I caught the punch and crashed into him again—but the moment I started to gain the upper hand, a brutal hit slammed into my back.
The world flipped.
I went flying and smashed into an “island.” The impact spiderwebbed the ground with cracks. I forced myself up and realized where I’d landed: the circular arena I’d created not long ago. The bloodstains were still smeared across the blade-lined walls.
Above me, two CBGs hovered in midair. They glanced at each other—and flowed together into a single body.
“You’ve got nowhere left to run,” the CBG said. “Stop wasting your effort. Let me merge with you.”
“Not a chance.” I shook my head.
I swung both hands. The blades embedded in the walls tore free, pivoted toward it, and shot forward in a storm.
“Useless,” it said, almost bored.
Hundreds of rapid-fire cannons shimmered into existence around it—floating, aiming, locking.
I didn’t hesitate. I flipped my palms.
The entire arena inverted like a bowl, snapping over my head as a shield.
The cannons fired at once.
A barrage as dense as a Metal Storm roared down. Blades were punched aside, shattered, ricocheted away. Then the hail of rounds hammered into my improvised cover. The arena lasted only seconds before it came apart. I bolted out from under it just before it collapsed.

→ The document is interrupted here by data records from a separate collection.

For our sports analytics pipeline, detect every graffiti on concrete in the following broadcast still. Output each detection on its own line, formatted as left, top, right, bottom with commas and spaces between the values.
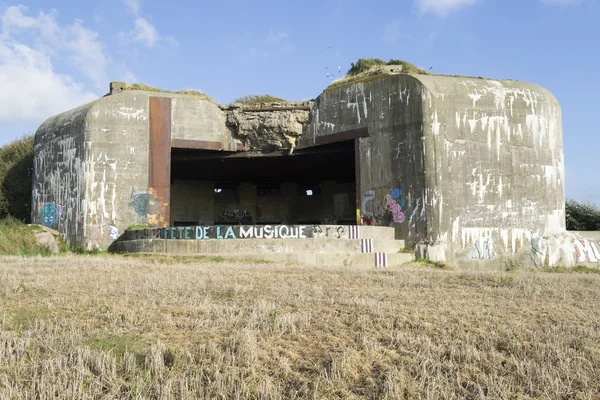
361, 190, 384, 225
361, 188, 406, 226
385, 188, 406, 224
42, 203, 56, 228
125, 225, 360, 240
129, 189, 160, 219
160, 225, 311, 240
56, 204, 65, 221
108, 224, 121, 239
573, 239, 600, 263
223, 210, 250, 219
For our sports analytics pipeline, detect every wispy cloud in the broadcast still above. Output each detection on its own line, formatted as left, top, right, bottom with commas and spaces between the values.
541, 0, 584, 6
120, 0, 179, 48
0, 6, 102, 123
415, 0, 479, 17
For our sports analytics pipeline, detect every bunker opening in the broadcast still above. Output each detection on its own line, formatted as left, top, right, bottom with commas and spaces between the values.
170, 140, 356, 226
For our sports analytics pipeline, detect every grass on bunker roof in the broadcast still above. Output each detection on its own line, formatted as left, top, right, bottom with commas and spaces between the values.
0, 256, 600, 399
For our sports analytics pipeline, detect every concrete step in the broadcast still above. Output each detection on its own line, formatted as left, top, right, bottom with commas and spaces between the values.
226, 253, 415, 268
124, 225, 395, 240
111, 238, 404, 255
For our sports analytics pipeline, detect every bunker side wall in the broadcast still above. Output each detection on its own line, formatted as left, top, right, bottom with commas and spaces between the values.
84, 91, 235, 248
307, 75, 427, 244
31, 103, 93, 246
418, 76, 565, 263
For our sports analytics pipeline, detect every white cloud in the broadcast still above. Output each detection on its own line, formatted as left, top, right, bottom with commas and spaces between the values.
416, 0, 479, 16
120, 0, 179, 48
0, 5, 133, 131
123, 0, 142, 15
1, 5, 111, 88
0, 35, 98, 125
542, 0, 584, 6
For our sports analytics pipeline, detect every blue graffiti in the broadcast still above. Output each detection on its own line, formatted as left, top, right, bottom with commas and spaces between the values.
42, 203, 56, 228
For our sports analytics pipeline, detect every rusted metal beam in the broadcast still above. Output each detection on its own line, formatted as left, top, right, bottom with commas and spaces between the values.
171, 139, 223, 150
148, 97, 171, 227
315, 128, 369, 146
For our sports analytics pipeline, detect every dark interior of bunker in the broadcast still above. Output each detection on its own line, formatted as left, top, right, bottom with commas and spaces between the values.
170, 140, 356, 226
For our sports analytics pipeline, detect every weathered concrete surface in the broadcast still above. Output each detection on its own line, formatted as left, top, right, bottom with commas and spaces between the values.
122, 225, 396, 244
305, 75, 565, 262
31, 102, 96, 245
32, 91, 243, 248
110, 239, 404, 254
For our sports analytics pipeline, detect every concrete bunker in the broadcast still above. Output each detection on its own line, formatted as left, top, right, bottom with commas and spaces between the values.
32, 66, 577, 265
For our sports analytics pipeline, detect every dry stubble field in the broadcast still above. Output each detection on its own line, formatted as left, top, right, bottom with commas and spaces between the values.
0, 256, 600, 399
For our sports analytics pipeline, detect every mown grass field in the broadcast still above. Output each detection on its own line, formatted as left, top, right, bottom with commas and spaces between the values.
0, 255, 600, 399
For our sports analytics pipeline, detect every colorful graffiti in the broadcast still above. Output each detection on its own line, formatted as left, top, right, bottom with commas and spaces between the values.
56, 204, 65, 221
223, 210, 250, 219
385, 188, 406, 224
467, 236, 498, 260
108, 224, 121, 239
124, 225, 360, 240
42, 203, 56, 228
573, 239, 600, 263
361, 188, 406, 226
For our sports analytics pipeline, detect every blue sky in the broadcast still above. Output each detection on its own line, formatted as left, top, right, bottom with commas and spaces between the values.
0, 0, 600, 204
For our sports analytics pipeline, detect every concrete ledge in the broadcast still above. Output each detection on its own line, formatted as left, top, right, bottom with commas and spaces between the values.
111, 238, 404, 255
124, 225, 395, 240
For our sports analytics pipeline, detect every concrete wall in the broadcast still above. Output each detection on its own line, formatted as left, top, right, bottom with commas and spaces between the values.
32, 90, 241, 248
307, 75, 565, 262
306, 75, 427, 244
32, 74, 577, 264
419, 76, 565, 262
31, 103, 94, 246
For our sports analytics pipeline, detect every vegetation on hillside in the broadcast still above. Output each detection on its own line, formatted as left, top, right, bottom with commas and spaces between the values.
0, 218, 61, 256
348, 58, 429, 76
233, 94, 287, 105
0, 135, 33, 222
0, 256, 600, 399
123, 83, 216, 103
565, 200, 600, 231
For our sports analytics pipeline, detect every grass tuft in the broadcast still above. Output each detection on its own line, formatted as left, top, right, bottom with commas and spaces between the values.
0, 255, 600, 399
123, 83, 217, 103
234, 94, 288, 105
415, 258, 452, 270
0, 218, 56, 256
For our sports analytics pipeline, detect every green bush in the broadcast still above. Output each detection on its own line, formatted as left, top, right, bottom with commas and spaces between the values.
0, 135, 33, 223
565, 200, 600, 231
233, 94, 287, 105
348, 58, 427, 76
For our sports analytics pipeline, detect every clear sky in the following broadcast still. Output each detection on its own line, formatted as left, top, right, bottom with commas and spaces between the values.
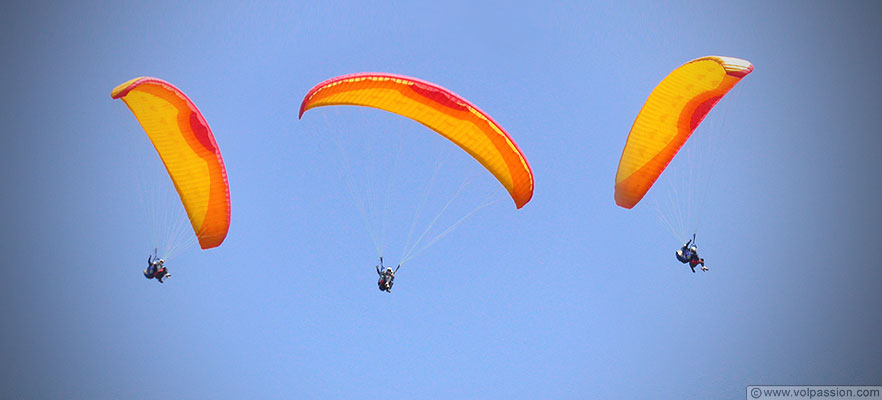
0, 1, 882, 399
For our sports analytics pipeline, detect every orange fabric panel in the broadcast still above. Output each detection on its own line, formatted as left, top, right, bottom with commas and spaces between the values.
111, 77, 230, 249
615, 56, 753, 208
300, 73, 533, 208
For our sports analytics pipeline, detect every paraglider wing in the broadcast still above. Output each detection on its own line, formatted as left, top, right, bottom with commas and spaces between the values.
300, 73, 533, 208
615, 56, 753, 208
110, 77, 230, 249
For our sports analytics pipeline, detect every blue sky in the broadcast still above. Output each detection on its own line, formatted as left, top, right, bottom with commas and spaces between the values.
0, 1, 882, 399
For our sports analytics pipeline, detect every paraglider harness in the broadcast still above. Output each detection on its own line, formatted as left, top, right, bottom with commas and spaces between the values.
677, 233, 707, 272
144, 249, 171, 283
376, 257, 401, 293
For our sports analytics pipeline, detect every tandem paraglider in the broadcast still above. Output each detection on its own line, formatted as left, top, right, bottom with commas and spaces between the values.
110, 77, 230, 283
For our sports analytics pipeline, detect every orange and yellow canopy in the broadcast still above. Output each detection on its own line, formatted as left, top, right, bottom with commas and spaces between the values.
615, 56, 753, 208
110, 77, 230, 249
300, 73, 533, 208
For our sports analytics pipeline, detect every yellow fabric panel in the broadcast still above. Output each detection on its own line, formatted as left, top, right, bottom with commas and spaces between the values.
314, 89, 514, 189
615, 57, 753, 208
301, 74, 533, 208
111, 78, 230, 249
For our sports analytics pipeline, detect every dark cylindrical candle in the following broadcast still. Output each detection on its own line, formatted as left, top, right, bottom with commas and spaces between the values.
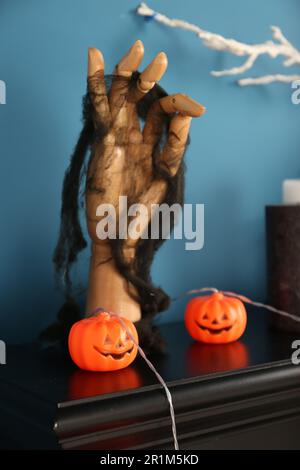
266, 204, 300, 331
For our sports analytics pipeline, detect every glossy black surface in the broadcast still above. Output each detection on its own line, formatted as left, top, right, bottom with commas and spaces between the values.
0, 307, 297, 403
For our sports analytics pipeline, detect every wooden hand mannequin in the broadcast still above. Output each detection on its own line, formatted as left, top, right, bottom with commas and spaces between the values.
85, 41, 205, 322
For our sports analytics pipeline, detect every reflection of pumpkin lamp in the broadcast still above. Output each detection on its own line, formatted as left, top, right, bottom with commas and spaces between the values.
185, 292, 247, 344
69, 312, 138, 371
69, 366, 141, 400
186, 341, 249, 375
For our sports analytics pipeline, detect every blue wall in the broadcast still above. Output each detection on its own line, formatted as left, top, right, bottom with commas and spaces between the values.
0, 0, 300, 341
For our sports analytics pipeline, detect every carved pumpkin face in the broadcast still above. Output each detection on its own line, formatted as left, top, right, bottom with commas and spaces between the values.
69, 312, 138, 371
185, 292, 247, 344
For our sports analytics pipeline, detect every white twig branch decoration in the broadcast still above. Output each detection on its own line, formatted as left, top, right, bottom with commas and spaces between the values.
137, 3, 300, 86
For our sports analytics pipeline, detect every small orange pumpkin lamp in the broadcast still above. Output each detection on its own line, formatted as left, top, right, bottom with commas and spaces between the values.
184, 292, 247, 344
69, 312, 138, 371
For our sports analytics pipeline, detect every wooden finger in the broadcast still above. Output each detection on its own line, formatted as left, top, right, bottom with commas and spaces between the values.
130, 52, 168, 102
159, 93, 205, 117
158, 114, 192, 176
109, 40, 144, 126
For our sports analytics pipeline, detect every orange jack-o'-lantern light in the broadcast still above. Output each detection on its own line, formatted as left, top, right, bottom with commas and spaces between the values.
185, 292, 247, 344
69, 312, 138, 371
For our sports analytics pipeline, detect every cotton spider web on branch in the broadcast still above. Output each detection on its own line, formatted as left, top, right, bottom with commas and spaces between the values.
136, 3, 300, 86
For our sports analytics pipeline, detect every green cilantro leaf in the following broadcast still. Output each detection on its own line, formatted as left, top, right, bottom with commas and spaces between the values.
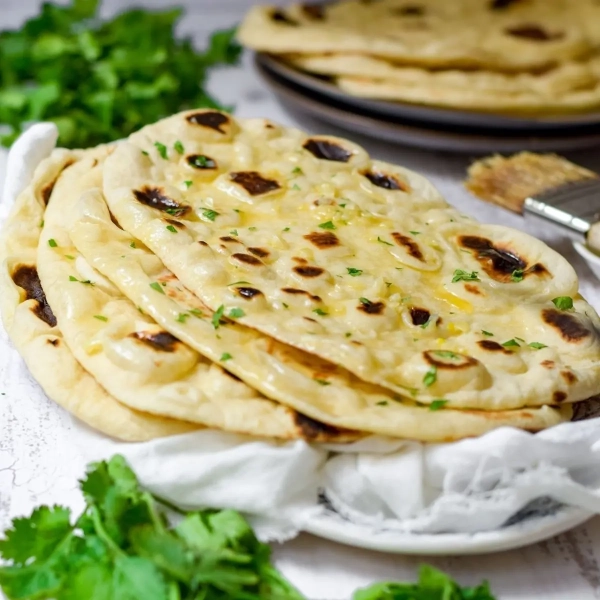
319, 221, 337, 229
527, 342, 548, 350
552, 296, 573, 310
452, 269, 481, 283
423, 365, 437, 387
210, 304, 225, 329
154, 142, 168, 158
429, 399, 448, 411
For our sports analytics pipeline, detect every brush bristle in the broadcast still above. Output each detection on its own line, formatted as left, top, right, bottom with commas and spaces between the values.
465, 152, 598, 213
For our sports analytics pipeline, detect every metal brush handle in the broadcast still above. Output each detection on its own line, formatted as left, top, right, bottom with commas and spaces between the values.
523, 179, 600, 237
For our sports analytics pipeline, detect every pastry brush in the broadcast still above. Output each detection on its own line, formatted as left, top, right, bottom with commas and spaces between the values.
465, 152, 600, 253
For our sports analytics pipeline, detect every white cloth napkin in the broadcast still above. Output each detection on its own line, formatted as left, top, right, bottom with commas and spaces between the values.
0, 124, 600, 541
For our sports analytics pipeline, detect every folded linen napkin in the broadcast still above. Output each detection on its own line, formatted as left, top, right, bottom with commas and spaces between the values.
0, 123, 600, 541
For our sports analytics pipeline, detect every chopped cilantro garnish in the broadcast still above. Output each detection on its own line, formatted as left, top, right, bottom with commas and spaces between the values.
452, 269, 481, 283
510, 269, 525, 283
423, 365, 437, 387
552, 296, 573, 310
429, 399, 448, 411
211, 304, 225, 329
502, 338, 521, 348
319, 221, 337, 229
154, 142, 168, 158
527, 342, 548, 350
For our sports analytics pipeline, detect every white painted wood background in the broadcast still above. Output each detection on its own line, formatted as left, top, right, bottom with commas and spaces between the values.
0, 0, 600, 600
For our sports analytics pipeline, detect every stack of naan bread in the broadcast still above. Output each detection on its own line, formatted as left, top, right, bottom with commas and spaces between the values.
0, 109, 600, 442
239, 0, 600, 114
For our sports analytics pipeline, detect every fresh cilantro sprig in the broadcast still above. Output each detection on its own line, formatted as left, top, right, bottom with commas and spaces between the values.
0, 0, 241, 148
0, 458, 495, 600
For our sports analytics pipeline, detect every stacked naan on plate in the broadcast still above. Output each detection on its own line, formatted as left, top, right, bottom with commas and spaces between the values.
239, 0, 600, 114
0, 109, 600, 442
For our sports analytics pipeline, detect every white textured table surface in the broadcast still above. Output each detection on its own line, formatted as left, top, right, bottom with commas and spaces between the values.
0, 0, 600, 600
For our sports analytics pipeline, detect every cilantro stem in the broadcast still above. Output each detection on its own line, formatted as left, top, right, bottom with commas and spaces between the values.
90, 506, 127, 557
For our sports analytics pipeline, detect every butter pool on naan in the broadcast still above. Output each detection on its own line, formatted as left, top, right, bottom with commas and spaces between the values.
99, 110, 600, 410
37, 157, 359, 441
0, 149, 198, 442
70, 188, 571, 441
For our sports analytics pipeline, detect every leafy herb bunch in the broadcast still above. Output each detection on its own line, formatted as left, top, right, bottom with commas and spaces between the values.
0, 0, 241, 147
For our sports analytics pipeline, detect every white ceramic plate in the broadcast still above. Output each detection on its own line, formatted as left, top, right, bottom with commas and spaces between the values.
304, 507, 593, 556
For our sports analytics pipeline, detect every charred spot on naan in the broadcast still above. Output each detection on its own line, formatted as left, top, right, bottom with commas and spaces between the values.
281, 288, 322, 302
130, 331, 181, 352
504, 23, 565, 42
271, 9, 299, 27
423, 350, 479, 370
356, 298, 385, 315
302, 138, 353, 162
409, 306, 431, 325
185, 154, 218, 171
231, 252, 264, 267
542, 308, 592, 343
186, 110, 231, 133
292, 265, 325, 277
300, 4, 325, 21
229, 171, 281, 196
235, 287, 263, 300
392, 231, 425, 262
11, 265, 56, 327
361, 170, 410, 192
304, 231, 340, 250
133, 185, 192, 217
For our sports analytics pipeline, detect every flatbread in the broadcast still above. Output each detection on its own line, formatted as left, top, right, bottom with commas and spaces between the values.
238, 0, 600, 71
71, 194, 571, 441
38, 159, 359, 441
104, 110, 600, 410
0, 149, 198, 442
286, 54, 600, 114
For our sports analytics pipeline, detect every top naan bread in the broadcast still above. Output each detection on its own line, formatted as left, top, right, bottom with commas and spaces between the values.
104, 110, 600, 409
238, 0, 600, 71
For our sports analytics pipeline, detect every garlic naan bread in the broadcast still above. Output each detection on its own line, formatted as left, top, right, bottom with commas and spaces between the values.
70, 188, 571, 441
0, 149, 198, 442
104, 110, 600, 412
285, 54, 600, 113
238, 0, 600, 71
38, 158, 359, 441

Phantom Forge’s processing power dwarfed mine by orders of magnitude. In a straight race to build new programs, I could never beat it.
Using the falling debris for cover, I sprinted for the nearest “island.” The CBG gave me no breathing room. It was on me immediately.
This time I burst into the interior of a base. The steel fortress barely bought me a moment. I fled again—into the next “island”… and the next.
One after another, the “islands” fractured behind me. The CBG clung to me like a shadow, pressing nonstop. It held authority over those “islands,” which meant it could summon anything it wanted—pistols, rifles, missiles, even full warships—like pulling toys from a shelf.
I was stuck exploiting glitches to build lighter, cheaper weapons. Mostly I survived because I knew the terrain.
I could have used the Prism-Etched Scepter’s permissions to seize control back—or write new rules that would let me fight on even ground.
But that required time.
Even one minute. Thirty seconds.
That single luxury would have given me an overwhelming advantage.
And it had become impossible.
We fought across a grassland…
We fought in a canyon…
We fought inside a battleship…
We even fought in the dungeons beneath the Doomsday Fortress…
The fight locked into a dead heat. I couldn’t shake it. It couldn’t finish me.
That balance only broke when I charged into a massive “island.”
A city—just a slice of one, packed with tall buildings.
It was a scene that had appeared once in the Old Man’s dream, the first time I’d really seen human society. The impression had been strong enough that I recreated it. Later I kept refining it, polishing details until it looked almost real.
I flew above crowded streets, dove through a window, and the CBG—wrapped in violet lightning—followed a heartbeat later.
I vaulted back out another window, cut through the next building, then the next, threading between towers while I quietly rewrote the rules underneath its feet.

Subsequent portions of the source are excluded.